Subset Vectors in R
By: Karthik Janar in data-science Tutorials on 2018-05-01
In this tutorial, we"ll see how to extract elements from a vector based on some conditions that we specify. For example, we may only be interested in the first 20 elements of a vector, or only the elements that are not NA, or only those that are positive or correspond to a specific variable of interest. By the end of this tutorial, you'll know how to handle each of these scenarios.

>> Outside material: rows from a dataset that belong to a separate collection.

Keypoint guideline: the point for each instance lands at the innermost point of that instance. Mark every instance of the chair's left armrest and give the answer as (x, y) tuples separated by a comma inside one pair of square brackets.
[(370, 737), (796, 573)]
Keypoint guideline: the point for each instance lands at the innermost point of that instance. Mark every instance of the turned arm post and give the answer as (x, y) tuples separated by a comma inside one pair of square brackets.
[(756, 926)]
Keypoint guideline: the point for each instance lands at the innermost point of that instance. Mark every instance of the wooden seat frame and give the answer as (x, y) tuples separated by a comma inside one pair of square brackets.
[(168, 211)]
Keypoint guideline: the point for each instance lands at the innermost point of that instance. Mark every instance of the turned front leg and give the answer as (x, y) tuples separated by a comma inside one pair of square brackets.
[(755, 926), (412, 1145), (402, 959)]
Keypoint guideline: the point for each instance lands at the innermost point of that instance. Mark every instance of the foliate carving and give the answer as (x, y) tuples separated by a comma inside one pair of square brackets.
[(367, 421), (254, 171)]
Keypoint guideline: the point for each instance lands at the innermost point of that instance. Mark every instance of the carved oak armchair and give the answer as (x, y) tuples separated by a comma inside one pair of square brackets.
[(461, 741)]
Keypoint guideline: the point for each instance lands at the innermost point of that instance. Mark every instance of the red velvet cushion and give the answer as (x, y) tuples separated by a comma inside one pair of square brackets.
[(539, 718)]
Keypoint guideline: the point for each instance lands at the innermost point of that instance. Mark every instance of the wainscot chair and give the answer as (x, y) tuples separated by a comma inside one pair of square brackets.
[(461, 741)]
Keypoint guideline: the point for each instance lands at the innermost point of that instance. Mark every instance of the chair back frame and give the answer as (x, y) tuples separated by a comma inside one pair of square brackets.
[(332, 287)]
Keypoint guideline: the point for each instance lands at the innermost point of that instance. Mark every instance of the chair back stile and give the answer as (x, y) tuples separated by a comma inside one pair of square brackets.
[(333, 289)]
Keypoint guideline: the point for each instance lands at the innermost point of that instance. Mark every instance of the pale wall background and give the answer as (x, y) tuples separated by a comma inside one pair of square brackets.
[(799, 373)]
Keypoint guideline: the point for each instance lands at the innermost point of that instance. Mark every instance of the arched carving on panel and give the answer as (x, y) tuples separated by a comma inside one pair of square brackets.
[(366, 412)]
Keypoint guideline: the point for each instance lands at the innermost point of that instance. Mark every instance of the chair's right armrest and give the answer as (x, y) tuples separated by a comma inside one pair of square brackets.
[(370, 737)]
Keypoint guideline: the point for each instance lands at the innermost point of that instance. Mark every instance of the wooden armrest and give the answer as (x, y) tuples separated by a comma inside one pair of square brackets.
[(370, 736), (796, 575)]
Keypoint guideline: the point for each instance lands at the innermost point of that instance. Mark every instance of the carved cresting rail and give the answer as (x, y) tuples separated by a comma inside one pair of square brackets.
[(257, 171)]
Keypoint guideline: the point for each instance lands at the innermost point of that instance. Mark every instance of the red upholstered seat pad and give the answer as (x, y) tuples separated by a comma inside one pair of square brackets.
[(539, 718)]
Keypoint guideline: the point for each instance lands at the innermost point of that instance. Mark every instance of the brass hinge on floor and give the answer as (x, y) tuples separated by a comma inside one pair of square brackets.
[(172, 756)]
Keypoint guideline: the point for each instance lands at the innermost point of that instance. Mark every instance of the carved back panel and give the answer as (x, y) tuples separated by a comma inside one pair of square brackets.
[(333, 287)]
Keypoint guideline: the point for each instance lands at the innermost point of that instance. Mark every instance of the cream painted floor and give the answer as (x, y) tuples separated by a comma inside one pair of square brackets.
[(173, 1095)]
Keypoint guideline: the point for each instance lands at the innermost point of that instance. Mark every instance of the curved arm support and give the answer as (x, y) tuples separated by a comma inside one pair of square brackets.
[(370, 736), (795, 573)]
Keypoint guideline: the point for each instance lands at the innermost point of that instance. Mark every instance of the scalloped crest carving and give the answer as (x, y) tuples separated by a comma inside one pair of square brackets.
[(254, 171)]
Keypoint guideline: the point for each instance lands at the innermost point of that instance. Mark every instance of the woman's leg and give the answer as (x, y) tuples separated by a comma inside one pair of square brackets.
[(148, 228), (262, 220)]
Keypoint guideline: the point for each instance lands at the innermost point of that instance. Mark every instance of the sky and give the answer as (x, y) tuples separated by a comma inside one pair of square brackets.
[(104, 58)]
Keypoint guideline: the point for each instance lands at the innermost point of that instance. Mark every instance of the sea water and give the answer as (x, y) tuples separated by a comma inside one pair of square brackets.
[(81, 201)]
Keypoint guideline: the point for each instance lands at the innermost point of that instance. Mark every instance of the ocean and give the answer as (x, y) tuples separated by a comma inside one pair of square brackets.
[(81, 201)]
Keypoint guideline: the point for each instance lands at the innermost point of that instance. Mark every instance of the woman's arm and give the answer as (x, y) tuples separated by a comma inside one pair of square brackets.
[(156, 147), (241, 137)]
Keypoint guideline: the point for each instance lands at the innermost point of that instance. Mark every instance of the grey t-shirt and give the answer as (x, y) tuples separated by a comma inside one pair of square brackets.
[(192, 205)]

First create a vector called x that contains a random ordering of 20 numbers (from a standard normal distribution) and 20 NAs.
y <- rnorm(10)
z <- rep(NA, 10)
x <- sample(c(y,z),20)
x
## [1] -1.2731728 NA 0.6789480 NA -0.4966300 NA
## [7] NA NA -0.4829580 NA -0.4601567 -0.4970408
## [13] -0.3120564 -0.2704296 NA NA NA NA
## [19] -0.5934239 -0.6427310
The way you tell R that you want to select some particular elements (i.e. a 'subset") from a vector is by placing an 'index vector" in square brackets immediately following the name of the vector.
For a simple example, try x[1:10] to view the first ten elements of x.
x[1:10]
## [1] -1.273173 NA 0.678948 NA -0.496630 NA NA
## [8] NA -0.482958 NA
Index vectors come in four different flavors - logical vectors, vectors of positive integers, vectors of negative integers, and vectors of character strings - each of which we"ll cover in this tutorial.

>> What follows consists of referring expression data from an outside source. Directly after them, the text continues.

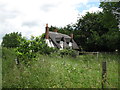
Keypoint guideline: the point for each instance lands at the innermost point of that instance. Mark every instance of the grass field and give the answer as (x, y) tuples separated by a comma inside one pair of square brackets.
[(53, 71)]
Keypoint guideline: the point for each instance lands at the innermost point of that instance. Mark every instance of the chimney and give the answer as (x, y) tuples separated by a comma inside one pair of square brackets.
[(47, 32), (71, 35), (55, 30)]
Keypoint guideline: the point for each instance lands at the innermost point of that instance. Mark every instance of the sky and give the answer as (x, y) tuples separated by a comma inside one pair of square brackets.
[(30, 16)]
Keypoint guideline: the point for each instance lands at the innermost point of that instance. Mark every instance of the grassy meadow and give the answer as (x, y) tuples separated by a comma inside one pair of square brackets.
[(84, 71)]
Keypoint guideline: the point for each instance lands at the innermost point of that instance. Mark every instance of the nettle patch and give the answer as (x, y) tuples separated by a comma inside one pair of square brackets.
[(28, 49)]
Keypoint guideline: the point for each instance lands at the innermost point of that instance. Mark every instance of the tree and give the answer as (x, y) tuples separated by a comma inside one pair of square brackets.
[(12, 40), (111, 20)]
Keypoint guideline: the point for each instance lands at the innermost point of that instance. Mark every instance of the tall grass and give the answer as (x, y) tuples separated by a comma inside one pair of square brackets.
[(56, 72)]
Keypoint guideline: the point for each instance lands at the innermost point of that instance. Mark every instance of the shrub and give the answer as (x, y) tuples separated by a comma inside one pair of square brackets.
[(28, 48), (68, 52)]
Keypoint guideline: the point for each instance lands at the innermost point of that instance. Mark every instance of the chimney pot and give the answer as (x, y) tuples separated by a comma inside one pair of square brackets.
[(46, 25), (47, 32), (55, 30), (71, 35)]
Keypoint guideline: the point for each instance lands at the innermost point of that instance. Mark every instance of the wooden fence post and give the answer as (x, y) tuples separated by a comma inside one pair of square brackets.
[(104, 73)]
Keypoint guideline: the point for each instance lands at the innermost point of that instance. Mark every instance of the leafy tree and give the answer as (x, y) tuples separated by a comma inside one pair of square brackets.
[(12, 40), (111, 20)]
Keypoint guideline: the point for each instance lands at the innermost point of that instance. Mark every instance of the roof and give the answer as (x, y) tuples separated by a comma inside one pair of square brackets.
[(56, 37)]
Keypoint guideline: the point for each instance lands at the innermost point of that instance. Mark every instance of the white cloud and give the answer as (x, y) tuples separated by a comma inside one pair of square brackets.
[(91, 10), (30, 16)]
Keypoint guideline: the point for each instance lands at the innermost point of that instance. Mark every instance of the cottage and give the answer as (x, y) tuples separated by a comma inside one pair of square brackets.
[(58, 40)]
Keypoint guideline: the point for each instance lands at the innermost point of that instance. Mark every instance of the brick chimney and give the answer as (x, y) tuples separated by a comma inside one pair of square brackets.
[(47, 32), (71, 35), (55, 30)]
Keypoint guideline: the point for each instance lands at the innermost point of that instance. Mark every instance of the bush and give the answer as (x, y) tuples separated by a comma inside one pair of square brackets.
[(28, 48), (68, 52)]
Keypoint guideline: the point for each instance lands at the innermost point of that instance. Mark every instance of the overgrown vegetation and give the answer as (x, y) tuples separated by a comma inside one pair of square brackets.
[(57, 72), (28, 48), (44, 67)]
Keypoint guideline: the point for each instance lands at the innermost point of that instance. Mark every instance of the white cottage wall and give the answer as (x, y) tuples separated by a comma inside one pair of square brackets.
[(49, 43)]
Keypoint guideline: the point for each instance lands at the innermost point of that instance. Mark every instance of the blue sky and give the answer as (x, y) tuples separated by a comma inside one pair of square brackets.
[(30, 16), (82, 6)]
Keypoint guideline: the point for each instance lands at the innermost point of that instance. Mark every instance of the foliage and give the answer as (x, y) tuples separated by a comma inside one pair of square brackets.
[(28, 48), (56, 72), (67, 52), (12, 40)]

Let's start by indexing with logical vectors. One common scenario when working with real-world data is that we want to extract all elements of a vector that are not NA (i.e. missing data). Recall that is.na(x) yields a vector of logical values the same length as x, with TRUEs corresponding to NA values in x and FALSEs corresponding to non-NA values in x.
What do you think x[is.na(x)] will give you? It will return a vector of all NAs
x[is.na(x)]
## [1] NA NA NA NA NA NA NA NA NA NA
!
gives us the negation of a logical expression, so !is.na(x) can be read as 'is not NA". Therefore, if we want to create a vector called y that contains all of the non-NA values from x, we can use y <- x[!is.na(x)]. .
y <- x[!is.na(x)]
y
## [1] -1.2731728 0.6789480 -0.4966300 -0.4829580 -0.4601567 -0.4970408
## [7] -0.3120564 -0.2704296 -0.5934239 -0.6427310
Now that we"ve isolated the non-missing values of x and put them in y, we can subset y as we please. Recall that the expression y > 0 will give us a vector of logical values the same length as y, with TRUEs corresponding to values of y that are greater than zero and FALSEs corresponding to values of y that are less than or equal to zero. What do you think y[y > 0] will give you? A vector of all the positive elements of y.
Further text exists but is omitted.